Tag: Liverpool

English cities. Most of them not as old as I thought!


Last year, I was asked to work in Exeter. I very rarely go away with work so I booked a hotel and thought I might as well make the most of being away from home. So, I went into the city centre one evening and a trip into Dartmoor to take photos that would be later shared on TripAdvisor. Dartmoor is stunning with its winding streets, hedgerow and ponies. And it just made me realise how I don’t know much about England, beyond a couple of trips and what I know from the tv! To me, a holiday meant going abroad with the plane or ferry would be an important factor and I would turn up my nose at the thought of a trip in England. I can admit it….I was wrong. I’m pleased to say that since then, I’ve been getting out and about, and have now discovered Bath, Salisbury, Canterbury and Chichester as well as other parts of the country like the Cotswolds, Castle Combe which is regularly voted one of the prettiest villages in England, etc. And this all ties into 2 of the 50 things to do before I turn 50 1) to visit 10 UK cities and 2) to visit all of England’s 48 ceremonial counties.

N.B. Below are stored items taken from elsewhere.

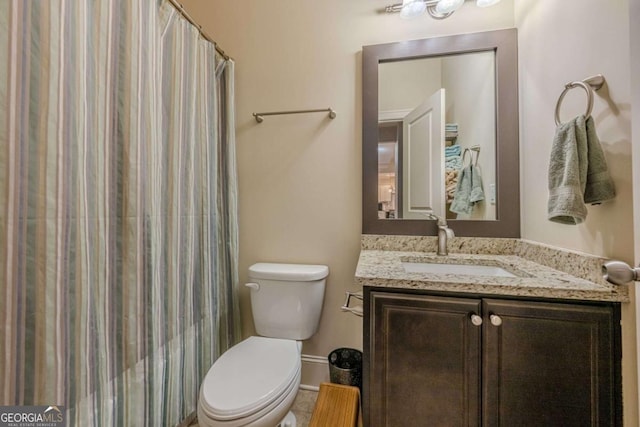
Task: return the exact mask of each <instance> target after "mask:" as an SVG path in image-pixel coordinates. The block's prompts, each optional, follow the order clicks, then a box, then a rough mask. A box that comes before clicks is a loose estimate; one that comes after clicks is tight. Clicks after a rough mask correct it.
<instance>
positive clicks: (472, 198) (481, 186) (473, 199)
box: [469, 166, 484, 204]
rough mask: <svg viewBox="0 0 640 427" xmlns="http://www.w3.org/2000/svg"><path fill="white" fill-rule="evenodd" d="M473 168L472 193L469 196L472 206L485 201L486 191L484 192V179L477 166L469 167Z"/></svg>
mask: <svg viewBox="0 0 640 427" xmlns="http://www.w3.org/2000/svg"><path fill="white" fill-rule="evenodd" d="M469 167H470V168H471V193H470V194H469V202H470V203H471V204H473V203H477V202H479V201H481V200H484V191H483V190H482V178H481V177H480V171H479V169H478V167H477V166H469Z"/></svg>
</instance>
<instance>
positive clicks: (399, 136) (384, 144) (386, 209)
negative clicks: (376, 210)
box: [378, 120, 403, 219]
mask: <svg viewBox="0 0 640 427" xmlns="http://www.w3.org/2000/svg"><path fill="white" fill-rule="evenodd" d="M378 135H379V140H378V141H379V142H378V218H380V219H384V218H389V219H393V218H402V194H401V193H399V190H401V189H402V169H403V168H402V162H400V161H399V159H402V121H398V120H390V121H387V122H381V123H380V124H379V126H378Z"/></svg>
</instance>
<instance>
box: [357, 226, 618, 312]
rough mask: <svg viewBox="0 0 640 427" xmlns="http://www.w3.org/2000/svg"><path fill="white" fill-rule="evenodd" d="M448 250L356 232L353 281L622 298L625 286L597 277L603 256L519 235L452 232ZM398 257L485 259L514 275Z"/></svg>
mask: <svg viewBox="0 0 640 427" xmlns="http://www.w3.org/2000/svg"><path fill="white" fill-rule="evenodd" d="M448 247H449V255H447V256H437V255H436V254H435V248H436V238H435V237H431V236H425V237H421V236H375V235H364V236H363V237H362V250H361V252H360V259H359V260H358V267H357V269H356V274H355V277H356V283H357V284H360V285H362V286H375V287H390V288H399V289H419V290H431V291H440V292H460V293H477V294H487V295H505V296H525V297H536V298H558V299H575V300H591V301H619V302H628V301H629V295H628V289H627V286H616V285H612V284H609V283H608V282H606V281H605V280H603V279H602V273H601V266H602V264H603V263H604V262H605V261H606V259H605V258H602V257H596V256H592V255H587V254H582V253H579V252H573V251H566V250H562V249H558V248H553V247H550V246H546V245H542V244H538V243H534V242H529V241H526V240H521V239H491V238H465V237H456V238H453V239H450V241H449V245H448ZM403 262H437V263H445V264H476V265H491V266H497V267H500V268H503V269H504V270H507V271H509V272H511V273H513V274H514V275H515V276H516V277H493V276H479V275H467V274H435V273H428V274H427V273H410V272H407V271H405V268H404V267H403V265H402V263H403Z"/></svg>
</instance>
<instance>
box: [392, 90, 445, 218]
mask: <svg viewBox="0 0 640 427" xmlns="http://www.w3.org/2000/svg"><path fill="white" fill-rule="evenodd" d="M444 105H445V90H444V89H438V90H437V91H435V92H434V93H433V94H432V95H431V96H430V97H428V98H427V99H426V100H425V101H424V102H422V103H421V104H420V105H418V106H417V107H416V108H414V109H413V110H411V112H410V113H409V114H407V115H406V116H405V117H404V119H403V120H402V131H403V135H404V139H403V141H402V148H403V156H402V164H403V165H404V166H405V168H404V171H403V178H404V180H403V182H404V185H403V186H402V194H403V211H404V216H403V217H402V218H405V219H425V218H427V214H429V213H435V214H436V215H438V216H441V217H442V216H444V215H445V209H446V208H445V203H444V201H445V194H444V191H443V188H444V183H443V177H444V155H443V150H444V127H445V126H444V125H445V123H444Z"/></svg>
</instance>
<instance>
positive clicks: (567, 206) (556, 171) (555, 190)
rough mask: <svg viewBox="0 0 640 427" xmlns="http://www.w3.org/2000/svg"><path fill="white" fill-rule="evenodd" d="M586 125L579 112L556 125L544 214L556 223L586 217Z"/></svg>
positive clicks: (586, 160)
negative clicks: (578, 112)
mask: <svg viewBox="0 0 640 427" xmlns="http://www.w3.org/2000/svg"><path fill="white" fill-rule="evenodd" d="M586 181H587V128H586V125H585V118H584V116H583V115H580V116H578V117H575V118H573V119H571V120H569V121H568V122H566V123H561V124H560V125H559V126H558V127H557V128H556V134H555V136H554V138H553V145H552V146H551V160H550V162H549V201H548V204H547V211H548V218H549V220H550V221H554V222H559V223H560V224H580V223H581V222H583V221H584V219H585V218H586V217H587V208H586V207H585V205H584V188H585V184H586Z"/></svg>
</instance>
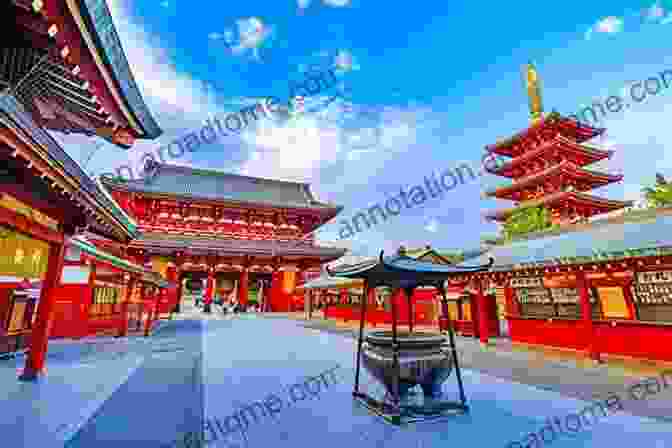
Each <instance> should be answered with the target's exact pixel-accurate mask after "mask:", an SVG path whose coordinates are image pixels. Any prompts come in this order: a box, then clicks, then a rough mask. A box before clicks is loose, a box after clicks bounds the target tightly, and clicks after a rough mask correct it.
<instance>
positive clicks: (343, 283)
mask: <svg viewBox="0 0 672 448" xmlns="http://www.w3.org/2000/svg"><path fill="white" fill-rule="evenodd" d="M362 286H364V280H362V279H359V278H355V279H350V278H342V277H330V276H328V275H323V276H320V277H318V278H315V279H313V280H310V281H309V282H306V283H304V284H303V285H300V286H297V287H296V289H295V291H296V292H298V293H301V292H303V291H304V290H306V289H325V288H361V287H362Z"/></svg>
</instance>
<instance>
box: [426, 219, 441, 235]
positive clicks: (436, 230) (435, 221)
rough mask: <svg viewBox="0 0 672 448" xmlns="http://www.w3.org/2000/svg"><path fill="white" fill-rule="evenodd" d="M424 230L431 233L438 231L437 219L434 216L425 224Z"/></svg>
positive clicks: (437, 224) (437, 220)
mask: <svg viewBox="0 0 672 448" xmlns="http://www.w3.org/2000/svg"><path fill="white" fill-rule="evenodd" d="M425 230H426V231H428V232H431V233H436V232H438V231H439V221H438V220H437V219H436V218H432V219H430V220H429V222H428V223H427V225H426V226H425Z"/></svg>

Regarding the cities, I’ve discovered that England has 51 so I’ve got a wide choice to choose from but what make a city? A cathedral? Historically yes but not now, especially since the industrial revolution and urbanisation that saw some areas swell in population (and didn’t have a cathedral). As shown below, that will explain why most cities have only been recognised as such as in fairly recent times. The 1907 policy agreed by the Home Office and monarchy set out that a city must fulfil three criteria:

  • A minimum population of 300,000.
  • A “local metropolitan character”—this implied that the town had a distinct identity of its own and was the centre of a wider area
  • A good record of local government


Some cities have had their status since time immemorial meaning since before memory and, in the England, these are: Canterbury, Durham, Exeter, Hereford, Lichfield, City of London, Wells, Winchester, Worcester and York. Out of these, Wells has the smallest population and I plan to go there next month.


And the others?

11th century: Bath (1090), Chichester (1075), Lincoln (1072), Norwich (1094),  

12th century: Carlisle (1133), Coventry (1102), Ely (1109), 

13th century: Salisbury (1227)

14th century: none

15th century: none

16th century: Bristol (1542), Chester (1541), Gloucester (1541), Oxford (1542) Peterborough (1541), City of London (1540)

17th century: none

18th century: none

19th century: Birmingham (1889), Bradford (1897), Kingston Upon Hull (1897), Leeds (1893), Liverpool (1880), Manchester (1853), Newcastle Upon Tyne (1882), Nottingham (1897), Ripon (1836), St. Albans (1877), Sheffield (1893), Truro (1877), Wakefield (1888) 

20th century: Cambridge (1951), Derby (1977), Lancaster (1937), Leicester (1919), Plymouth (1928), Portsmouth (1926), Salford (1926), Southampton (1962), Stoke on Trent (1925), Sunderland (1992), 

21st century: Brighton and Hove (2000), Chelmsford (2012), Preston (2002), Wolverhampton (2000)


So, who would have thought that Cambridge has been recognised as a city for less than 70 years! It became a city only as it was the one remaining ancient seat of learning in the UK which wasn’t a city or royal borough.

So, the other 5 cities I plan to go to? Wells next month and then Plymouth, Truro, Newcastle and Leeds will probably complete my list….but it doesn’t stop me from visiting all of the others!

On the lookout for more ideas for my list


So, with February almost over, there are a few things that I’ve been able to tick off this month from my bucket list: go up to the viewing deck of The Shard, learn to play the ukulele, do a snow angel and visit another UK city, Chichester.

But this month has seen a couple of really exciting new things go in the diary for later this year like doing an adult-only sleepover at the Natural History Museum with hubby in July (which looks like an action-packed night and, if we do get any sleep, it’ll be in the Hintze Hall underneath a 25-metre suspended blue whale skeleton) and we’ve also booked a table at Dans le Noir, London for September where you literally eat in the dark!

And it won’t be long until a friend and I embark on a short cruise on P&O Ventura where we’ve booked ourselves in a suite to be spoilt rotten with butler service! We’re getting SO excited about this and need to get buying our clothes for the glamorous dinners. It’ll be a great precursor to a longer cruise to Scandinavia and Russia with hubby.


I have spent way too much time today looking online at other people’s bucket lists and haven’t even made a dent on the long list of reports I need to write! But seeing other people’s ideas is a source of inspiration and I think I might add a trip on the Orient Express……with someone special in mind. And, being a lifelong Liverpool FC fan, perhaps go and see them play?

So, in March, I plan to visit England’s smallest city of Wells, continue with my weekly volunteering for teenagers with complex general learning difficulties and, in typical Sarah-style,………start some church-bell ringing training,!!!!!